The RFC turns 30 next year. Many of our supporters have been with us for most, if not all, of the past three decades but I bet even some of them may not know about a small but vital grant program: our group grants. The RFC has awarded over $7 million in our history. Of that, significant amounts went to support prison visits, young activists targeted for their own organizing efforts and Gathering programs. But the vast majority of our awards, over $6 million, are what we call regular grants, which provide educational and emotional support to children whose parents are targeted progressive activists.
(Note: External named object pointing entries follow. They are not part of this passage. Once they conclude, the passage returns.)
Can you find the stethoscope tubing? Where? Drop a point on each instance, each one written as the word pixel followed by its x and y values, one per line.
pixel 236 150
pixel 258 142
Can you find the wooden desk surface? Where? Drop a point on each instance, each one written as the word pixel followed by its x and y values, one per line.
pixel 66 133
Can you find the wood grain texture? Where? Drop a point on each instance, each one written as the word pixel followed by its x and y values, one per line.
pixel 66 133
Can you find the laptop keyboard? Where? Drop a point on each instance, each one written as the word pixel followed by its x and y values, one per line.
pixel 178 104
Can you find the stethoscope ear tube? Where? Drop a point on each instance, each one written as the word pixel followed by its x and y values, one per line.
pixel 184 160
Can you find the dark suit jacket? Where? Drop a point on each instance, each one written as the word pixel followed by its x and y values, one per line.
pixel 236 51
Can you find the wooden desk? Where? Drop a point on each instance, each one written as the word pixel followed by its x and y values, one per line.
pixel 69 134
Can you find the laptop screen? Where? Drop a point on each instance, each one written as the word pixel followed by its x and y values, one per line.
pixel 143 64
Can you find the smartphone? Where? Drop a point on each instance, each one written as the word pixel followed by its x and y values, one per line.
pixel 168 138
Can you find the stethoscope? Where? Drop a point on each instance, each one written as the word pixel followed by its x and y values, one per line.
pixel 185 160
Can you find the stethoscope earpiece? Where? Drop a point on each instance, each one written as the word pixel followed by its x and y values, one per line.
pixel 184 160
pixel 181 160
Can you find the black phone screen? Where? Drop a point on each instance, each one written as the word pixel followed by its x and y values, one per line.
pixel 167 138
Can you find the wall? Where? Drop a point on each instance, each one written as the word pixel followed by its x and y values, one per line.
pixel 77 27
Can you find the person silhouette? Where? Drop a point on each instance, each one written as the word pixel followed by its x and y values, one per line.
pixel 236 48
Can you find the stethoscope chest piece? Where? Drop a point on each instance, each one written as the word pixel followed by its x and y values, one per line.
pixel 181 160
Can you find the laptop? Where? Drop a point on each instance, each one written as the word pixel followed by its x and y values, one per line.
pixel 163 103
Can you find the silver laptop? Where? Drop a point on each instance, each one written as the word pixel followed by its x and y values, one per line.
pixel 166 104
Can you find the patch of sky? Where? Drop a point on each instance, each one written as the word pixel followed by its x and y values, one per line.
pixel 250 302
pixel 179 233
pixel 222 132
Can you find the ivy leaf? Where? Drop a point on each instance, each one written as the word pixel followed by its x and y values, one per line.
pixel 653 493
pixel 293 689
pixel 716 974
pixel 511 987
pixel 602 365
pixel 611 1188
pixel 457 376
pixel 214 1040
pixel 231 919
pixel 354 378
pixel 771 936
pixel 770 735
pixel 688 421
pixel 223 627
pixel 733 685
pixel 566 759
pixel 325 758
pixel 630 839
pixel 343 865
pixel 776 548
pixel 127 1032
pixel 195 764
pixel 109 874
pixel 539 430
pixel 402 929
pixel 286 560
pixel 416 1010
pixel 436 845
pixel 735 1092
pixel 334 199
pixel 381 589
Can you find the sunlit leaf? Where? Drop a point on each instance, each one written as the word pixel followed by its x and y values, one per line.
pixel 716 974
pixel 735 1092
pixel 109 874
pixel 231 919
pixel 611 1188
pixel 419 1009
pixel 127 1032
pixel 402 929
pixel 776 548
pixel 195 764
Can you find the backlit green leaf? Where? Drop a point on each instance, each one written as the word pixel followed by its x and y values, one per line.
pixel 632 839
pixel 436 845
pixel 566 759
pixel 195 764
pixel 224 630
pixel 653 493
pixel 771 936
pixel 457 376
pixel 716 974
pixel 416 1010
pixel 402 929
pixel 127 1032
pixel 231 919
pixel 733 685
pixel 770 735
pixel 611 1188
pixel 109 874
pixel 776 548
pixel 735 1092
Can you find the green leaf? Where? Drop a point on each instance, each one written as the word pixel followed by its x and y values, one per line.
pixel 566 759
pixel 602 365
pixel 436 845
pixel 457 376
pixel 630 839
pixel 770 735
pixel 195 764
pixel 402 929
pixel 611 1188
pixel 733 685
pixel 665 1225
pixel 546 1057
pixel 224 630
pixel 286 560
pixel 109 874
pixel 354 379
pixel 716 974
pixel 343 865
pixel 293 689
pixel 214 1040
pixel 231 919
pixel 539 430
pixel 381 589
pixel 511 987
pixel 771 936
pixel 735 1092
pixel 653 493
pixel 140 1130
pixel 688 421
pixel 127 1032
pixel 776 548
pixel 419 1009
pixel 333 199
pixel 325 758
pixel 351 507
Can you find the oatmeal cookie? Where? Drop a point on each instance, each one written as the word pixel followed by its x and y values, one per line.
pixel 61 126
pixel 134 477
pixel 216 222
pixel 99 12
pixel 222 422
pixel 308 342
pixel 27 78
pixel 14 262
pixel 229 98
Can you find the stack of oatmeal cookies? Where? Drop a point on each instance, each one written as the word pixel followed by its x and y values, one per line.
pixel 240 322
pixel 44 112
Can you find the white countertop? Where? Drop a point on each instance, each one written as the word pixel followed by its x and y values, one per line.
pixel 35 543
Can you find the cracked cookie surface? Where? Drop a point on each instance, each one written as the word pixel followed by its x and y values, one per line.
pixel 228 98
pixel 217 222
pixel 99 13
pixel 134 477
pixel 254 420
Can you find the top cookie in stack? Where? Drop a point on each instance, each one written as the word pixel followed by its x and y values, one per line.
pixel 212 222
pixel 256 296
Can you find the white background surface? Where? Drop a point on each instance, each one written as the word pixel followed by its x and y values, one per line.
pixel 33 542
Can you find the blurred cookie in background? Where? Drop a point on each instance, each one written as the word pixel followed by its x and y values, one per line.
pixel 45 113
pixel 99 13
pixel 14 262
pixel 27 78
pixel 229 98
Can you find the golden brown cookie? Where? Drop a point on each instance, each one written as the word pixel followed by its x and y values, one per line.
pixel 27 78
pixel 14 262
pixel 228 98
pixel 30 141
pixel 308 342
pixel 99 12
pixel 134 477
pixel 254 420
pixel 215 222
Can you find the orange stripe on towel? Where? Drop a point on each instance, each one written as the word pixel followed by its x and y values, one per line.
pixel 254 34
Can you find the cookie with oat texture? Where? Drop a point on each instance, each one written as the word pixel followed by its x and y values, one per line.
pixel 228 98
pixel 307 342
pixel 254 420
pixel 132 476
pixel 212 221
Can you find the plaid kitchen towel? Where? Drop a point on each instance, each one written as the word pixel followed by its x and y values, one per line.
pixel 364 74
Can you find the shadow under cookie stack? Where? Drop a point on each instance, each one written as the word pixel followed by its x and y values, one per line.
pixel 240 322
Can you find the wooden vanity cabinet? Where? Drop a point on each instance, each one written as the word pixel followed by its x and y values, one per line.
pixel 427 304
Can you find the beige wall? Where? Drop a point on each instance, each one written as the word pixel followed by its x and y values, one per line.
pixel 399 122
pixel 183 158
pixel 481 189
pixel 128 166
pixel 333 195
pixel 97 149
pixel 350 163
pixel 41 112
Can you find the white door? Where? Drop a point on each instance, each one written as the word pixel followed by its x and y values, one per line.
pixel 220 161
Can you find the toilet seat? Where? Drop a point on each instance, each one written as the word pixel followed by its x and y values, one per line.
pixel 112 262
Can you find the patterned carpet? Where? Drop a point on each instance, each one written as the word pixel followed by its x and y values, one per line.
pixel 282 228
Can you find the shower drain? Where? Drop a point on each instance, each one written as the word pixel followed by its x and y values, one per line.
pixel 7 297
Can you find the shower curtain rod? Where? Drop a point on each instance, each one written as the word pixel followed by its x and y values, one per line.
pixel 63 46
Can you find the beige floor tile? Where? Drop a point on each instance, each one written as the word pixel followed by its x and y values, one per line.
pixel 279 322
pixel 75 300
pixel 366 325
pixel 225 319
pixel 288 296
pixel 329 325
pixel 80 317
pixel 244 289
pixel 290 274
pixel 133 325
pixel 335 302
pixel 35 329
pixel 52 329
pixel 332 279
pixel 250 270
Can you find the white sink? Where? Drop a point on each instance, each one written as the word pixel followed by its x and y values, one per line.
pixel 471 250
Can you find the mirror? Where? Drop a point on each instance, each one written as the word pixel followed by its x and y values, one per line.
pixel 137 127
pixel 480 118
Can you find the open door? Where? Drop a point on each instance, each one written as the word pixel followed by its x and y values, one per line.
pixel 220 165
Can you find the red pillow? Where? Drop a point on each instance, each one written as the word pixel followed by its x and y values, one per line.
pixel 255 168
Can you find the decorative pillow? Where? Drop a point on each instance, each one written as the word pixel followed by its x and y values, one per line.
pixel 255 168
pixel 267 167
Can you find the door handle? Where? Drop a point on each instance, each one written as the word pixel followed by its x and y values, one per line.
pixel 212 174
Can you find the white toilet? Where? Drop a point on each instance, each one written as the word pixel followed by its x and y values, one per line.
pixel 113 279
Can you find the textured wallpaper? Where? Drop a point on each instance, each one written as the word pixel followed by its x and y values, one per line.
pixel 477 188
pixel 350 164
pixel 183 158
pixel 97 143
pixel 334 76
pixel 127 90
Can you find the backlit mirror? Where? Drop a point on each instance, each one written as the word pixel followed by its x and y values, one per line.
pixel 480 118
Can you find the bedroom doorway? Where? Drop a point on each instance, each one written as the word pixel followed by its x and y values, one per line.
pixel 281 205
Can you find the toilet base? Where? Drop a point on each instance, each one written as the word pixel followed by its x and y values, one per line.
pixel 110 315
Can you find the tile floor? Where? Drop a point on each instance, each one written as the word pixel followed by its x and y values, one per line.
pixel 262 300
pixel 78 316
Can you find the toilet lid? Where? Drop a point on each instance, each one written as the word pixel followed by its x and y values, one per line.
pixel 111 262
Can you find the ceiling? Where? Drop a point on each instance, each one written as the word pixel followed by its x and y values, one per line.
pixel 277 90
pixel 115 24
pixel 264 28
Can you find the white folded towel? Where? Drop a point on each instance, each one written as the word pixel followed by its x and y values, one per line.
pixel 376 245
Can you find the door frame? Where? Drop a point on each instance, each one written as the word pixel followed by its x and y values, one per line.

The therapy; time at summer camp; sports programs; music, dance and art classes; and other activities that these grants make possible for children whose parents have faced repression for their progressive activism are at the core of our programming.
Starting in the early 1990s, the RFC made a few awards to support programs for children whose parent(s) survived torture in their Central American home countries. Since then, relatively modest grants of $2000 to $3500 provide group therapy or music programs for dozens of kids from numerous families, while supporting healing programs at community based organizations.
More recently, in a few special cases, group grants have allowed us to fund what the Board has identified as targeted activist organizations. This includes a community center that focused on youth leadership and development through the arts that was illegally evicted because of their landlord’s disapproval of their politics, including the huge “Free Mumia” mural they painted. A group grant also supported volunteer-run cultural programs for youth on a reservation in the Great Plains, which has faced constant repression by government forces and agencies, and was the site of major organizing and resistance during the heyday of the American Indian Movement.
Recently, the Board identified the Highlander Research and Education Center as another such institution. This spring a devastating fire destroyed the main office building that housed the administrative offices as well as some archives from Highlander’s years of incubating critical social justice efforts, including the civil rights movement. A white power symbol was found at the site of the fire, suggesting that it was a politically motivated attack on the Center; the arson investigation is ongoing.
While thankfully no one was hurt, the fire caused enormous disruption and stress for Highlander staff, their families, and the communities with whom they work. Highlander has survived prior targeting, including the revocation of their original charter, confiscation of the land that comprised their first home, and threats and harassment by the Klan and local officials. They remain steadfast in their commitment to rebuilding and continuing their efforts and we are proud to support their programming.
A group grant from the RFC will allow Highlander staff’s children to attend their Children’s Justice Camp while also subsidizing costs for the children of “extended Highlander families” who come from socio-economically marginalized communities, many of whom have experienced targeting from ICE or other forms of state violence.
Much more than a monument to past victories or repository of historic struggles, Highlander Center is, in their own words, “a catalyst for grassroots organizing and movement building in Appalachia and the South” and they are committed to nurturing the next generation of radical leaders and activists. For more than 85 years, they have lived their commitment to passing on the lessons of their storied past while prioritizing the creation of spaces for current grassroots leaders to work for “justice, equality and sustainability in their own communities.”
I am grateful for the opportunity to stand with this “sacred movement home” as they rebuild from a hate-filled attack on their vital work carrying forward progressive values and actions across generations. Thank you to the entire RFC community for helping make grants like these possible.